RBS commits £5bn to tackle housing crisis

RBS commits £5bn to tackle housing crisis

(credit: George Iordanov-Nalbantov)

Royal Bank of Scotland, as part of NatWest Group, has unveiled a £5 billion lending package to bolster the social housing sector over the next three years

The ambition, spanning from January 2024 to the end of 2026, aims to support local housing authorities and associations in delivering and maintaining affordable homes as well as improve living conditions in existing properties, thus improving the availability and quality of social housing in Scotland.

Alongside the construction of new properties, this lending could also help housing associations finance energy efficiency and environmental solutions, such as retrofits.



Robert Begbie, CEO, commercial & institutional banking, NatWest Group said: “We are proud to be a major lender to the UK social housing sector, which continues to deal with multiple priorities such as the demand for new and upgraded housing, and the critical challenges of energy efficiency, fire and tenant safety.

“In 2023, we completed nearly £3bn of new funding to help more people and families have access to housing. We support around 200 housing associations across the UK, and are proud to announce our ambition to provide a further £5bn in funding to support the housing association sector by the end of 2026.”

This announcement is the bank’s latest signal of support to the housing association sector. In February 2021, the bank issued a €1 billion (around £860 million) affordable housing social bond, the first of its kind by a UK bank, using the bond proceeds to finance or refinance loans to not-for-profit registered housing associations operating in the UK.

RBS has also helped deliver for the sector in Scotland. The bank delivered a £96m loan to Aberdeen-based Grampian Housing Association (GHA) to finance the development of 1,000 new sustainable homes in the region. The loan provides GHA with the necessary flexibility to continue supporting its communities and tenants, where it currently provides services to over 4,000 households.



The bank also delivered a £10m loan to Trust Housing Association to help them provide affordable, energy efficient homes for tenants across the country, from Stornoway to Stranraer.
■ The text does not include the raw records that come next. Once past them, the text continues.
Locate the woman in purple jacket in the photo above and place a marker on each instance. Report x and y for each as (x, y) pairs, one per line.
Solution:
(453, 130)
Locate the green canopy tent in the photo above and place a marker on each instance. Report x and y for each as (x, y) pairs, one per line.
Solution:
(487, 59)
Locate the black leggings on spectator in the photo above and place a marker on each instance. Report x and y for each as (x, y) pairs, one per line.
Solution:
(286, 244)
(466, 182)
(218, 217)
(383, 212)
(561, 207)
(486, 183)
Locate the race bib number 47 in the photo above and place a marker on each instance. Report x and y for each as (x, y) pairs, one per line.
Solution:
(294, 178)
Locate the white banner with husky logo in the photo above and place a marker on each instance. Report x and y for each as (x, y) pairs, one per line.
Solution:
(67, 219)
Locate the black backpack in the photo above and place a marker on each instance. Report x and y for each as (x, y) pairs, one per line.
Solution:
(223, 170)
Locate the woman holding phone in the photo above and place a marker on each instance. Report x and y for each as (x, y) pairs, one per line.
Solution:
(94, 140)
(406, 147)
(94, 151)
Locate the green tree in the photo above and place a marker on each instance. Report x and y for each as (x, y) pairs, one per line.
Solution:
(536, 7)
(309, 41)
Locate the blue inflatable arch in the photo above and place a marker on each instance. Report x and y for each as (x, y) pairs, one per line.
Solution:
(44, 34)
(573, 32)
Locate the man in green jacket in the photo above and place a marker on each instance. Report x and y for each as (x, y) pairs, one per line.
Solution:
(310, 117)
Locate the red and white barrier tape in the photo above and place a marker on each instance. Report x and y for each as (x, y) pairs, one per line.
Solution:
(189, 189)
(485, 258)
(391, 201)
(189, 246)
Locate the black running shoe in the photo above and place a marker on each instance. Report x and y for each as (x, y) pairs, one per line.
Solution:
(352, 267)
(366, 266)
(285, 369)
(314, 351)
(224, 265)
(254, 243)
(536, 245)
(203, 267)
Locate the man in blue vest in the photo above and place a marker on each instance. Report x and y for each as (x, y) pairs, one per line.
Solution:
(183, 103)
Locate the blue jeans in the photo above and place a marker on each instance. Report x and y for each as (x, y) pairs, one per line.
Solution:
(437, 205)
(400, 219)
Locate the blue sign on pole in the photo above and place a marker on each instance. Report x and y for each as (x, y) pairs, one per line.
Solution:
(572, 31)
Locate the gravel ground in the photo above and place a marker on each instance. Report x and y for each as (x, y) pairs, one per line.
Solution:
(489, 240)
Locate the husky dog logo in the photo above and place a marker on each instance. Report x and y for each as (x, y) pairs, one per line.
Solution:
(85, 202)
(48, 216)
First established in 1973, Trust has a portfolio of over 3,700 properties across 23 local authority areas and over 700 staff members. The funding deal will enable Trust to continue to invest in local communities through the provision of affordable, sustainable new build properties, as well as retrofitting its existing homes to increase energy efficiency and help alleviate pressures for tenants throughout the cost-of-living crisis.

The bank has also deepened its work with The Royal Foundation’s Homewards programme, whose aim is to prevent and end homelessness.

The programme has identified the need to unlock more housing, and an important element of that is increased lending from bank focussed on social housing. With collaboration at the centre of Homewards’ mission, RBS is actively engaging with the programme to explore how it can offer support and expertise to help prevent homelessness.



Homewards works in six flagship locations (Aberdeen, Northern Ireland, Bournemouth, Christchurch and Poole, Sheffield, Newport and Lambeth), and through its work with the bank’s regional boards across the UK, and at a national level, the bank is exploring a response, in a collective effort to help prevent homelessness in these areas across the next five years.